Все это звучит очень красиво, но в действительности в окружении Распутина трудно назвать таких людей, о которых пишет Жевахов, либо их имена в истории не сохранились. А из числа известных нам духовных чад опытного странника преобладали натуры не столько подлинно народные и духовно трезвые, сколько опять-таки экзальтированные, болезненные. Но воспоминания Жевахова интересны тем, что, не питая к Распутину личного отвращения, свойственного большинству мемуаристов, он выстроил свою версию этой личности, сыгравшей, по мнению князя, в истории России трагическую и зловещую роль вопреки собственной воле, и заложил целую традицию, которой питается сегодняшняя не только распутинофильская, но и в целом отечественная конспирологическая мысль.
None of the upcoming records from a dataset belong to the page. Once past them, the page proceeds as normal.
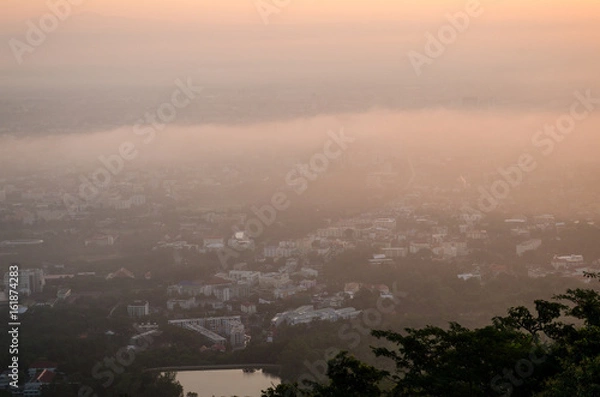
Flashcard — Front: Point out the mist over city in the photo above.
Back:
[0,0,600,397]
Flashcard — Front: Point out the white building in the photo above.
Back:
[127,301,150,318]
[550,254,584,270]
[517,239,542,256]
[4,269,46,295]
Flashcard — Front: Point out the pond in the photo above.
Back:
[177,369,281,397]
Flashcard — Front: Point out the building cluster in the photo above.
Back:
[271,305,361,327]
[169,316,248,350]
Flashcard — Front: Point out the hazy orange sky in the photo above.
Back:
[0,0,600,23]
[0,0,600,90]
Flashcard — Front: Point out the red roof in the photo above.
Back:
[206,277,231,285]
[29,361,58,369]
[36,369,56,383]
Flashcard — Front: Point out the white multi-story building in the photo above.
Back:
[229,270,260,285]
[4,269,46,295]
[258,273,290,288]
[127,301,150,318]
[373,218,396,230]
[516,239,542,256]
[551,255,584,270]
[169,316,246,348]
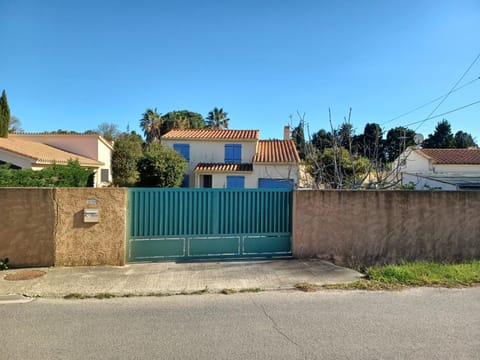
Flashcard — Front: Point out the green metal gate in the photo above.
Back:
[127,188,293,262]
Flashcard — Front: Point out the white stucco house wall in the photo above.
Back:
[160,129,300,188]
[0,133,113,187]
[394,148,480,190]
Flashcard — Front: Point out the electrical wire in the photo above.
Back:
[415,53,480,132]
[402,100,480,131]
[380,76,480,126]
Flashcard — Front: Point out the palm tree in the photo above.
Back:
[207,108,230,129]
[140,108,163,144]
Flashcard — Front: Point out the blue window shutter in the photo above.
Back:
[173,144,190,161]
[227,176,245,189]
[225,144,242,163]
[180,174,190,187]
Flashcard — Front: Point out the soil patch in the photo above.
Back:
[3,270,46,281]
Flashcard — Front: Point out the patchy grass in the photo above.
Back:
[220,289,237,295]
[322,261,480,290]
[366,261,480,287]
[295,282,322,292]
[238,288,263,293]
[3,270,46,281]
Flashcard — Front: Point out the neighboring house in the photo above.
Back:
[394,148,480,190]
[0,134,113,187]
[160,129,300,188]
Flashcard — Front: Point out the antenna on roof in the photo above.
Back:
[413,134,423,146]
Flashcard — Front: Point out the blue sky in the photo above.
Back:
[0,0,480,141]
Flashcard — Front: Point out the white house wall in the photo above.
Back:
[15,134,100,161]
[402,174,457,190]
[161,139,257,179]
[253,164,299,187]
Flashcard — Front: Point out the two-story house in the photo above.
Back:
[394,147,480,190]
[160,129,300,188]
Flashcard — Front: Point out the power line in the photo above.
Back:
[402,100,480,131]
[380,76,480,126]
[415,53,480,132]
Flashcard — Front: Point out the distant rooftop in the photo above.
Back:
[417,148,480,165]
[0,136,104,167]
[162,129,260,140]
[253,140,300,163]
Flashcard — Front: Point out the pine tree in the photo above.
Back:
[0,90,10,138]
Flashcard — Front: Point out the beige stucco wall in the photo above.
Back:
[55,188,126,266]
[0,188,126,266]
[0,188,55,266]
[293,190,480,265]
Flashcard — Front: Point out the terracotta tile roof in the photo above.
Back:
[195,163,253,172]
[253,140,300,163]
[162,129,260,140]
[0,137,103,167]
[417,149,480,165]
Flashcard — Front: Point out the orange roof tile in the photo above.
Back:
[195,163,253,172]
[417,149,480,165]
[253,140,300,163]
[162,129,259,140]
[0,138,103,167]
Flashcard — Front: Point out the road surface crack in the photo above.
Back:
[252,300,303,353]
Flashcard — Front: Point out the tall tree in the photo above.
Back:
[162,110,206,135]
[384,126,415,162]
[455,130,477,149]
[8,116,23,134]
[0,90,10,138]
[292,121,306,160]
[137,141,187,187]
[360,123,385,162]
[112,131,143,186]
[140,109,164,144]
[423,119,455,149]
[207,108,230,129]
[97,122,120,141]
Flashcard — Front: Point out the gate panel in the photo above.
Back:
[127,188,293,261]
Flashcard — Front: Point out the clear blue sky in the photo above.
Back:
[0,0,480,142]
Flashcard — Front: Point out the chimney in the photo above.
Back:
[283,125,290,140]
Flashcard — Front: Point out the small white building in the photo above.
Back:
[160,129,300,188]
[394,148,480,190]
[0,133,113,187]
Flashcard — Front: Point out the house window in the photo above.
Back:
[100,169,109,182]
[225,144,242,163]
[173,144,190,161]
[180,174,190,187]
[202,175,212,188]
[227,176,245,189]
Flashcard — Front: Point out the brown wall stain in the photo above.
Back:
[55,188,126,266]
[293,190,480,265]
[0,188,55,267]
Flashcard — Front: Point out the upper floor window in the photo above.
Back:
[225,144,242,163]
[173,144,190,161]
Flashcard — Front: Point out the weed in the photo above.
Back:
[63,293,85,299]
[295,282,321,292]
[94,293,116,299]
[220,289,237,295]
[0,258,8,271]
[239,288,263,293]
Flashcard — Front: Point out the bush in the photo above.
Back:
[137,142,187,187]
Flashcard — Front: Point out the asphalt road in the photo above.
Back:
[0,288,480,360]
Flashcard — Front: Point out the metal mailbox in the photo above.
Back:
[83,208,100,223]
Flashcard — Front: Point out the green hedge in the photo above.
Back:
[0,160,94,187]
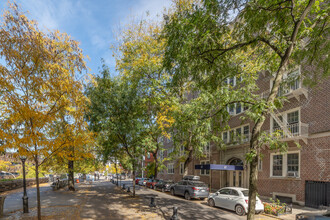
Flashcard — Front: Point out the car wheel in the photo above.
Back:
[235,205,245,216]
[184,192,191,200]
[207,199,215,207]
[171,189,175,196]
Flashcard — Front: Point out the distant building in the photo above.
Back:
[158,68,330,207]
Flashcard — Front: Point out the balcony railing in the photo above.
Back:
[273,122,308,143]
[225,133,251,146]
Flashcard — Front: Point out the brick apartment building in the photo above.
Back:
[158,68,330,207]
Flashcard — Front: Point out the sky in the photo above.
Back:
[0,0,171,74]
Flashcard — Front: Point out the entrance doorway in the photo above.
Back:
[227,158,244,187]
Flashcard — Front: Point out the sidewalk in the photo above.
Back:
[0,180,163,220]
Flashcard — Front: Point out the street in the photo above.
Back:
[3,180,276,220]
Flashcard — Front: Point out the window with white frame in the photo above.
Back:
[258,157,262,171]
[287,153,299,175]
[273,155,283,176]
[167,147,174,156]
[180,145,185,157]
[242,125,250,142]
[158,150,164,161]
[271,68,302,96]
[201,160,210,175]
[167,163,174,174]
[271,152,300,177]
[271,109,300,135]
[222,131,229,144]
[203,143,210,155]
[180,162,184,175]
[222,125,250,144]
[227,103,249,115]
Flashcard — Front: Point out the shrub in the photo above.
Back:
[264,199,286,216]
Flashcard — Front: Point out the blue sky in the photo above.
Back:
[0,0,171,77]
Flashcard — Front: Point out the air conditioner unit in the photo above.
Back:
[287,171,298,177]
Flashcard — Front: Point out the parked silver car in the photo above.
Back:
[208,187,264,215]
[171,180,209,200]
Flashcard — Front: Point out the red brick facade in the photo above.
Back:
[158,71,330,204]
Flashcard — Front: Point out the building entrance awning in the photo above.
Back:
[195,164,244,170]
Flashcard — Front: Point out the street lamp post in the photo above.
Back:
[19,156,29,213]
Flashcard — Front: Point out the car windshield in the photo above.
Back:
[241,190,249,196]
[190,182,206,187]
[164,180,173,184]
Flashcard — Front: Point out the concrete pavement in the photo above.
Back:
[2,180,322,220]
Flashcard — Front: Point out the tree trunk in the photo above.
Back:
[115,162,118,186]
[34,156,41,220]
[68,160,75,191]
[152,151,158,179]
[133,164,135,197]
[183,150,193,176]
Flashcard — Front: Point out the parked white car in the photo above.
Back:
[208,187,264,215]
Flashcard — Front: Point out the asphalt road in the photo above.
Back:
[0,180,271,220]
[116,180,246,220]
[3,184,79,215]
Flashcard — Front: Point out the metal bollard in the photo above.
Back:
[149,197,156,207]
[171,206,179,220]
[0,196,6,218]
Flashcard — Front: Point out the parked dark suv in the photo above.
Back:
[171,176,209,200]
[155,180,174,192]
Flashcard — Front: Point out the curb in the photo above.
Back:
[261,213,282,220]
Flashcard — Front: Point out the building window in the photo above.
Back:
[273,116,283,131]
[167,147,174,156]
[273,155,283,176]
[167,163,174,174]
[288,111,299,134]
[227,103,249,115]
[258,157,262,171]
[158,150,164,161]
[201,160,210,175]
[222,125,250,144]
[180,162,184,175]
[180,145,186,157]
[271,110,300,136]
[235,128,242,143]
[229,104,235,115]
[236,103,242,114]
[222,131,228,144]
[243,125,250,142]
[203,143,210,155]
[288,153,299,176]
[229,77,236,86]
[271,152,300,177]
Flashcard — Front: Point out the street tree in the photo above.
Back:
[113,19,177,178]
[86,66,145,196]
[0,4,90,219]
[164,0,329,219]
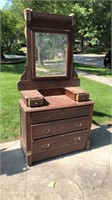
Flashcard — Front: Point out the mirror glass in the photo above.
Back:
[35,32,67,77]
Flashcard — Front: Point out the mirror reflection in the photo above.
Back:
[35,32,67,77]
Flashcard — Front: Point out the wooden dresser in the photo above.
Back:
[18,10,94,165]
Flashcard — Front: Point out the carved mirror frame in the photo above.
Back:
[18,9,79,90]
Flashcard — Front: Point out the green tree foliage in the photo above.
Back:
[1,0,111,54]
[1,9,24,51]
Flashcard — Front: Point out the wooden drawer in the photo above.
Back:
[31,117,90,139]
[31,106,90,124]
[32,131,88,161]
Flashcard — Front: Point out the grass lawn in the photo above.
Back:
[0,64,112,142]
[75,63,112,77]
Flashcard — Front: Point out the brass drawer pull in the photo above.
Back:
[41,144,50,149]
[74,137,81,141]
[45,116,50,119]
[43,129,50,133]
[76,123,82,127]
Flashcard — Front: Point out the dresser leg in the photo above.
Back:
[86,140,90,150]
[26,154,32,166]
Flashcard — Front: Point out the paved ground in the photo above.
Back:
[0,126,112,200]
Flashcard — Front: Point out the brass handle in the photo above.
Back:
[76,123,82,127]
[74,137,81,141]
[41,144,50,149]
[45,116,50,119]
[43,129,50,133]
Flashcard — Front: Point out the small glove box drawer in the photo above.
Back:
[21,90,44,107]
[75,93,89,102]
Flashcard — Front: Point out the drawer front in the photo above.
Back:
[31,106,90,124]
[32,131,89,161]
[31,117,90,139]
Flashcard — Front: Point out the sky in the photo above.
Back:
[0,0,10,9]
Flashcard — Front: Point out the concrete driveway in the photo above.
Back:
[0,126,112,200]
[73,54,105,67]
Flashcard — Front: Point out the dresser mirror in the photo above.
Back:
[35,32,67,78]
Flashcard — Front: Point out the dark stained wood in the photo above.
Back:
[18,10,94,165]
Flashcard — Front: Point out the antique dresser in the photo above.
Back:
[18,9,94,165]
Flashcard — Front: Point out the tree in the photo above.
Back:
[1,9,24,52]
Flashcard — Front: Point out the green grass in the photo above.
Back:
[0,64,24,141]
[80,76,112,125]
[0,64,112,142]
[74,63,112,77]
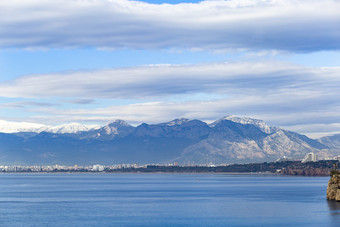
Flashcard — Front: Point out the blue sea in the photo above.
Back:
[0,174,340,226]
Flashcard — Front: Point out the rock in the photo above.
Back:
[327,171,340,201]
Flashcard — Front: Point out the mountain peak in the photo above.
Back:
[210,115,271,134]
[164,118,189,126]
[108,119,131,127]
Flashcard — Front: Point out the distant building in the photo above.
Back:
[301,152,318,163]
[275,156,294,162]
[92,165,105,172]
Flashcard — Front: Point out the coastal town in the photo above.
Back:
[0,153,340,176]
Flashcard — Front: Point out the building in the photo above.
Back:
[301,152,318,163]
[92,165,105,172]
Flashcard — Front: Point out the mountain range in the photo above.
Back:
[0,116,340,165]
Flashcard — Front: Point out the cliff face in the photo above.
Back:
[327,173,340,201]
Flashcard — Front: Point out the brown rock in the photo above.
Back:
[327,173,340,201]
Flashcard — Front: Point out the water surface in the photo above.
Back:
[0,174,340,226]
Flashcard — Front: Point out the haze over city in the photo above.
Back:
[0,0,340,138]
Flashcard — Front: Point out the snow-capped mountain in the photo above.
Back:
[0,120,48,133]
[210,115,276,134]
[0,116,340,165]
[43,123,100,134]
[0,120,100,134]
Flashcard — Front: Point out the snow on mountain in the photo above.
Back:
[44,123,100,134]
[0,120,48,133]
[0,120,100,133]
[163,118,189,126]
[210,115,276,134]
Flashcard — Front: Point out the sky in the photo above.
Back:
[0,0,340,138]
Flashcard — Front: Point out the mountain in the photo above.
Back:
[0,120,100,134]
[0,115,340,165]
[318,134,340,149]
[0,120,48,133]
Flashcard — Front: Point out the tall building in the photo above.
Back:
[301,152,318,163]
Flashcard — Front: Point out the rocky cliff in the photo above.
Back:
[327,170,340,201]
«Появлению Распутина в Петербурге предшествовала грозная сила, – утверждал товарищ обер-прокурора Святейшего синода. – Его считали если не святым, то во всяком случае великим подвижником. Кто создал ему такую славу и вывез из Сибири, я не знаю, но в обстановке дальнейших событий тот факт, что Распутину нужно было пробить дорогу к славе собственными усилиями, имеет чрезвычайное значение. Его называли то „старцем“, то „провидцем“, то „Божьим человеком“, но каждая из этих платформ ставила его на одинаковую высоту и закрепляла в глазах Петербургского света позицию „святого“».